A review of ED physician S's Assessment and Plan note revealed, "...Diagnosis management comments: Discussed the case with (Psychiatrist P) who refused to admit the patient secondary to the fact that he/she used to work in the unit 2 years ago. (Patient #1) was frustrated about this but stated that it did not really changes (sic) state of mind, he/she did not feel increasingly hopeless or suicidal secondary to this. He/She stated that he/she was not surprised by this outcome given the physician that was on call tonight but that he/she thought the more ethical outcome would of been helping someone who arrived in the hospital regardless of their previous employment. I had an extensive conversation with (Psychiatrist P) expressing the same but, it was still thought that the patient should not be admitted here ...At this point, the patient is likely at low risk for suicide although he/she is chronically more elevated than the average population ..."

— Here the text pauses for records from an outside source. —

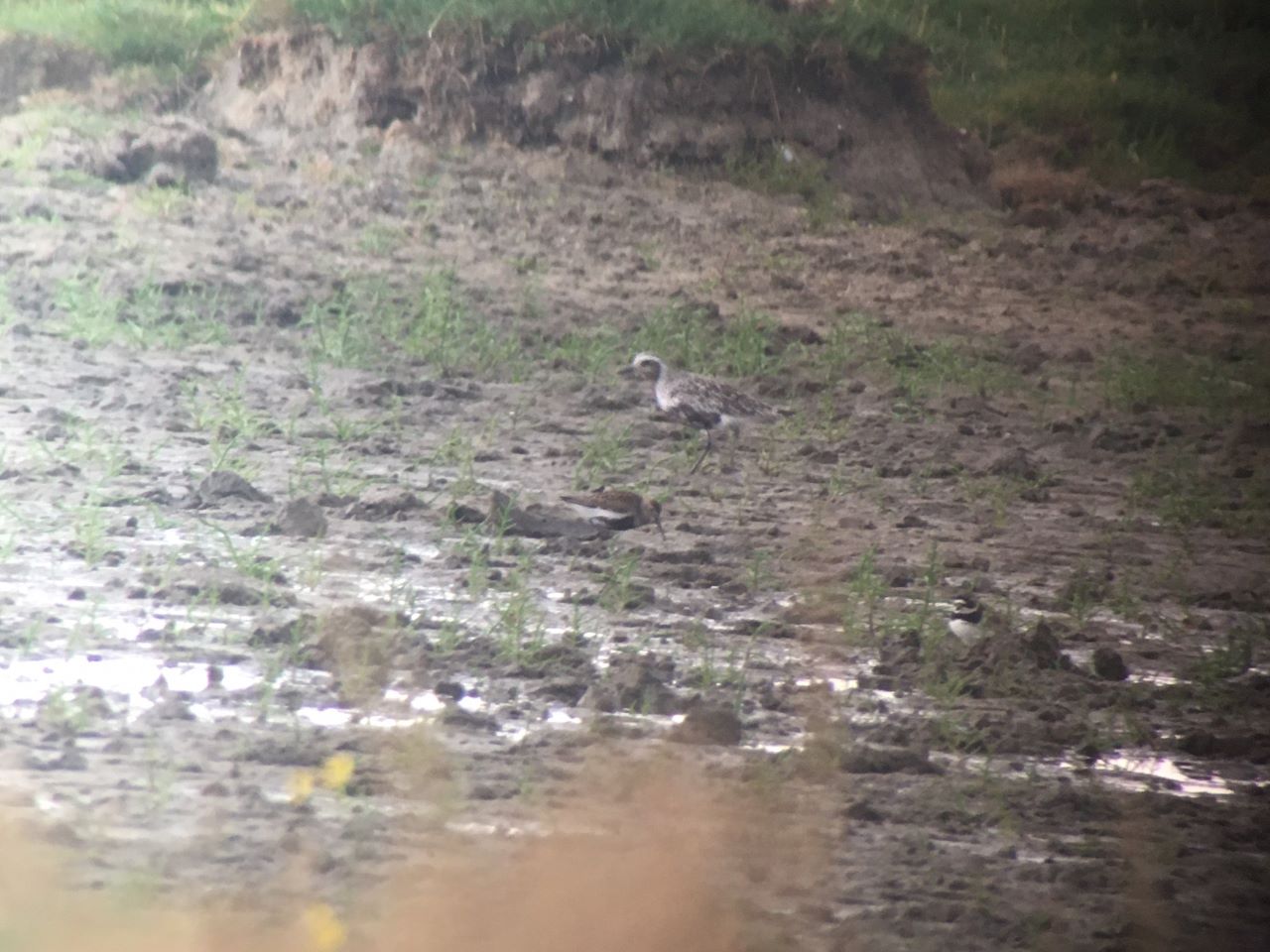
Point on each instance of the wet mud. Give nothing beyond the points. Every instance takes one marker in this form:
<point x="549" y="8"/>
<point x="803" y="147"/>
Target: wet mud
<point x="240" y="539"/>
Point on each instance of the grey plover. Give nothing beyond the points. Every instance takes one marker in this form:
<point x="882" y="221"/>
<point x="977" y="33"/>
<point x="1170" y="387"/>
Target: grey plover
<point x="965" y="620"/>
<point x="617" y="509"/>
<point x="703" y="403"/>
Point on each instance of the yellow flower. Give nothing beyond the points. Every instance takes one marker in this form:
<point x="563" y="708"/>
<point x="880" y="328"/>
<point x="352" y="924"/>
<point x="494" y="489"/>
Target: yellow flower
<point x="300" y="785"/>
<point x="326" y="933"/>
<point x="336" y="772"/>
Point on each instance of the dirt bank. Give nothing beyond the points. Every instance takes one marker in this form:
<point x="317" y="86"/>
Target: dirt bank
<point x="254" y="417"/>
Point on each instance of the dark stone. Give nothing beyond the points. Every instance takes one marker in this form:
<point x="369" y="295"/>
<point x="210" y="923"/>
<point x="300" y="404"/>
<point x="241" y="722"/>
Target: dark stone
<point x="1109" y="665"/>
<point x="223" y="484"/>
<point x="860" y="758"/>
<point x="865" y="811"/>
<point x="303" y="518"/>
<point x="451" y="689"/>
<point x="708" y="724"/>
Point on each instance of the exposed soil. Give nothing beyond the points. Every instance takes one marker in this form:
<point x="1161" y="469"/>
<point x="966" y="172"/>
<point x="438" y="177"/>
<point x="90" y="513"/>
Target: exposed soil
<point x="180" y="642"/>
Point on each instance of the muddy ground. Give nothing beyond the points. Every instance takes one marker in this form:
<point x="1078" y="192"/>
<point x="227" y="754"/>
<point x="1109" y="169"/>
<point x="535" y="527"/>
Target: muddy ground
<point x="245" y="529"/>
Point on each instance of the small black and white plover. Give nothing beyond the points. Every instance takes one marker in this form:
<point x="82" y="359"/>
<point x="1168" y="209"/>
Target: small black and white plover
<point x="617" y="509"/>
<point x="965" y="620"/>
<point x="703" y="403"/>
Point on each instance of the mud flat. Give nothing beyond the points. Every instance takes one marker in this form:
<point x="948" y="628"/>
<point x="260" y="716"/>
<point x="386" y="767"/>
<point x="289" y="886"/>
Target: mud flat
<point x="266" y="366"/>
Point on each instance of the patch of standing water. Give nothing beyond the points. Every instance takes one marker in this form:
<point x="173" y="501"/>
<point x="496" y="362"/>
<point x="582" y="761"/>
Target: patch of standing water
<point x="1133" y="771"/>
<point x="27" y="682"/>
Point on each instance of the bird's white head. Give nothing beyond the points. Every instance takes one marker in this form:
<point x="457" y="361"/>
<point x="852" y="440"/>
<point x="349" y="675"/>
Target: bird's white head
<point x="649" y="366"/>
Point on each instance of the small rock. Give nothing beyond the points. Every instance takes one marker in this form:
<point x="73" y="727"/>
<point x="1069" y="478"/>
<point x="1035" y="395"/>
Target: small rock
<point x="1109" y="665"/>
<point x="1015" y="462"/>
<point x="865" y="811"/>
<point x="708" y="724"/>
<point x="861" y="758"/>
<point x="222" y="484"/>
<point x="303" y="520"/>
<point x="451" y="689"/>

An interview was conducted with ED RN U on 2/7/2023 at 11:00 AM. ED RN U stated Psychiatrist P wanted someone to witness the phone conversation between Psychiatrist P and Patient #1 by using a speaker phone and staying with Patient #1 to be able to hear what was said. ED RN U said they asked Psychiatrist P to come to the ED to speak with Patient #1 face to face at least 2 or 3 times but Psychiatrist P never responded to those requests. ED RN U stated they stood in the doorway of the ED room where Patient #1 was speaking to Psychiatrist P over the phone and said that Psychiatrist P told Patient #1 there was a conflict of interest due to Patient #1's past work history in the psychiatric unit. ED RN U stated that Patient #1 told Psychiatrist P that it had been about 2 to 3 years since Patient #1 worked in the unit and that should be enough time away. ED RN U stated that Psychiatrist P told Patient #1 that they had a different type of relationship and that Patient #1 knew the routine and how things worked in the unit. Psychiatrist P said that it wouldn't be in Patient #1's best interest considering that past relationship. Patient #1 disagreed with Psychiatrist P but Psychiatrist P told Patient #1 they should go to another facility farther away. ED RN U stated that ED Physician S and Psychiatrist P then had a "heated phone discussion" regarding the admission of Patient #1 with ED Physician S wanting to have Patient #1 admitted but Psychiatrist P refusing to admit. When ED RN U asked if psychiatrists routinely came to the ED to speak with patients, ED RN U stated, "No. Sometimes they have a nurse come down." When asked if ED RN U ever heard of a patient being refused admission due to a conflict of interest ED RN U stated, "No."
An interview was conducted with Quality Director A on 2/7/2023 at 11:50 AM. Quality Director A explained that the Mental Health Unit had a bed capacity and staffing for 5 patients on 11/29/2022 and the maximum census for that day was only 2. Quality Director A stated, "They could have taken the patient."
Patient #1 was discharged from the ED on 10/19/2022. Patient #1 then presented to the ED at (hospital V) which is approximately 100 miles away on 10/20/2022 and was admitted to (hospital V) psychiatric unit.
The facility does not have a policy that provides criteria for denial of admission to a specialty unit when the unit has the capacity to provide treatment.